Traduction certifiée conforme

Ghislaine Poitras, LL.L., Trad. a.

 

 

 

 

 

 

 

 

 

 

 

ANNEXE

 

            Voici le texte des articles 7, 9, 10 et 41 de la Loi sur l’accès à l’information :

Notification

 

7. Le responsable de l’institution fédérale à qui est faite une demande de communication de document est tenu, dans les trente jours suivant sa réception, sous réserve des articles 8, 9 et 11 :

a) d’aviser par écrit la personne qui a fait la demande de ce qu’il sera donné ou non communication totale ou partielle du document;

b) le cas échéant, de donner communication totale ou partielle du document.

 

. . .

 

Prorogation du délai

 

9. (1) Le responsable d’une institution fédérale peut proroger le délai mentionné à l’article 7 ou au paragraphe 8(1) d’une période que justifient les circonstances dans les cas où :

a) l’observation du délai entraverait de façon sérieuse le fonctionnement de l’institution en raison soit du grand nombre de documents demandés, soit de l’ampleur des recherches à effectuer pour donner suite à la demande;

 

b) les consultations nécessaires pour donner suite à la demande rendraient pratiquement impossible l’observation du délai;

c) avis de la demande a été donné en vertu du paragraphe 27(1).

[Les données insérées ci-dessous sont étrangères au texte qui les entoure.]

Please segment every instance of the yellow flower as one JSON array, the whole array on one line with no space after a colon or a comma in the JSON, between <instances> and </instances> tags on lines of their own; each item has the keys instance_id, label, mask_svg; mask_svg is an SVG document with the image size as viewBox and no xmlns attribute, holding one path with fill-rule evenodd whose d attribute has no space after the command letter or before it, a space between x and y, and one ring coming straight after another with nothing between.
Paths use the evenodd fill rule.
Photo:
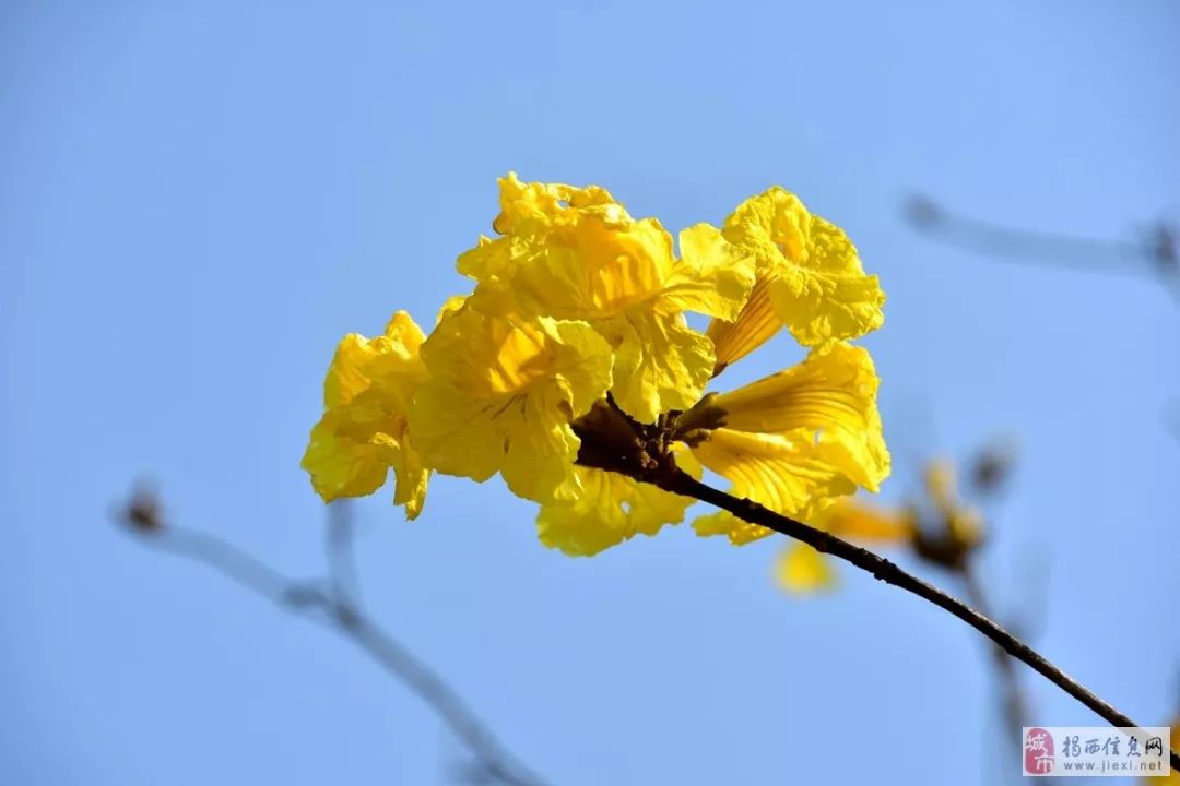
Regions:
<instances>
[{"instance_id":1,"label":"yellow flower","mask_svg":"<svg viewBox=\"0 0 1180 786\"><path fill-rule=\"evenodd\" d=\"M615 352L615 401L637 421L691 407L715 357L683 312L735 317L754 283L752 258L704 224L681 232L677 258L660 222L632 219L602 189L510 174L500 192L504 237L481 238L458 263L478 282L472 308L588 322Z\"/></svg>"},{"instance_id":2,"label":"yellow flower","mask_svg":"<svg viewBox=\"0 0 1180 786\"><path fill-rule=\"evenodd\" d=\"M840 500L808 522L845 540L881 544L906 543L916 522L907 510L878 508L857 501ZM779 586L793 593L830 589L835 583L831 561L806 543L792 543L775 563Z\"/></svg>"},{"instance_id":3,"label":"yellow flower","mask_svg":"<svg viewBox=\"0 0 1180 786\"><path fill-rule=\"evenodd\" d=\"M681 428L700 462L733 482L730 494L809 521L857 487L878 490L889 475L877 387L868 352L837 343L792 369L708 396ZM735 543L771 534L728 513L694 527Z\"/></svg>"},{"instance_id":4,"label":"yellow flower","mask_svg":"<svg viewBox=\"0 0 1180 786\"><path fill-rule=\"evenodd\" d=\"M384 336L349 333L340 342L323 383L323 417L301 463L324 502L372 494L393 468L394 503L406 507L408 519L421 513L430 470L411 442L406 412L426 377L424 338L399 311Z\"/></svg>"},{"instance_id":5,"label":"yellow flower","mask_svg":"<svg viewBox=\"0 0 1180 786\"><path fill-rule=\"evenodd\" d=\"M683 445L676 463L693 477L701 465ZM543 504L537 516L540 542L570 556L591 556L636 535L655 535L684 520L690 497L663 491L625 475L578 467L582 490L573 500Z\"/></svg>"},{"instance_id":6,"label":"yellow flower","mask_svg":"<svg viewBox=\"0 0 1180 786\"><path fill-rule=\"evenodd\" d=\"M610 385L610 348L589 325L502 319L459 308L422 345L430 377L409 427L426 463L517 495L573 494L579 441L570 422Z\"/></svg>"},{"instance_id":7,"label":"yellow flower","mask_svg":"<svg viewBox=\"0 0 1180 786\"><path fill-rule=\"evenodd\" d=\"M793 193L774 186L750 197L726 219L723 235L755 258L758 283L736 319L709 325L717 372L784 325L805 346L881 325L885 293L877 277L865 275L844 231L809 213Z\"/></svg>"}]
</instances>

Dans l’un ou l’autre des cas prévus aux alinéas a), b) et c), le responsable de l’institution fédérale envoie à la personne qui a fait la demande, dans les trente jours suivant sa réception, un avis de prorogation de délai, en lui faisant part de son droit de déposer une plainte à ce propos auprès du Commissaire à l’information; dans les cas prévus aux alinéas a) et b), il lui fait aussi part du nouveau délai.

 

Avis au Commissaire à l’information

 

(2) Dans les cas où la prorogation de délai visée au paragraphe (1) dépasse trente jours, le responsable de l’institution fédérale en avise en même temps le Commissaire à l’information et la personne qui a fait la demande.

 

 

 

Refus de communication

 

10. (1) En cas de refus de communication totale ou partielle d’un document demandé en vertu de la présente loi, l’avis prévu à l’alinéa 7a) doit mentionner, d’une part, le droit de la personne qui a fait la demande de déposer une plainte auprès du Commissaire à l’information et, d’autre part :

a) soit le fait que le document n’existe pas;

b) soit la disposition précise de la présente loi sur laquelle se fonde le refus ou, s’il n’est pas fait état de l’existence du document, la disposition sur laquelle il pourrait vraisemblablement se fonder si le document existait.

 

 

 

 

 

Dispense de divulgation de l’existence d’un document

(2) Le paragraphe (1) n’oblige pas le responsable de l’institution fédérale à faire état de l’existence du document demandé.

 

Présomption de refus

(3) Le défaut de communication totale ou partielle d’un document dans les délais prévus par la présente loi vaut décision de refus de communication.

 

 

 

 

 

. . .

 

Révision par la Cour fédérale

 

41. La personne qui s’est vu refuser communication totale ou partielle d’un document demandé en vertu de la présente loi et qui a déposé ou fait déposer une plainte à ce sujet devant le Commissaire à l’information peut, dans un délai de quarante-cinq jours suivant le compte rendu du Commissaire prévu au paragraphe 37(2), exercer un recours en révision de la décision de refus devant la Cour. La Cour peut, avant ou après l’expiration du délai, le proroger ou en autoriser la prorogation.

 

Notice where access requested

 

7. Where access to a record is requested under this Act, the head of the government institution to which the request is made shall, subject to sections 8, 9 and 11, within thirty days after the request is received,

(a) give written notice to the person who made the request as to whether or not access to the record or a part thereof will be given; and

(b) if access is to be given, give the person who made the request access to the record or part thereof.

 

[...]

 

Extension of time limits

 

9. (1) The head of a government institution may extend the time limit set out in section 7 or subsection 8(1) in respect of a request under this Act for a reasonable period of time, having regard to the circumstances, if

(a) the request is for a large number of records or necessitates a search through a large number of records and meeting the original time limit would unreasonably interfere with the operations of the government institution,

 

(b) consultations are necessary to comply with the request that cannot reasonably be completed within the original time limit, or

(c) notice of the request is given pursuant to subsection 27(1)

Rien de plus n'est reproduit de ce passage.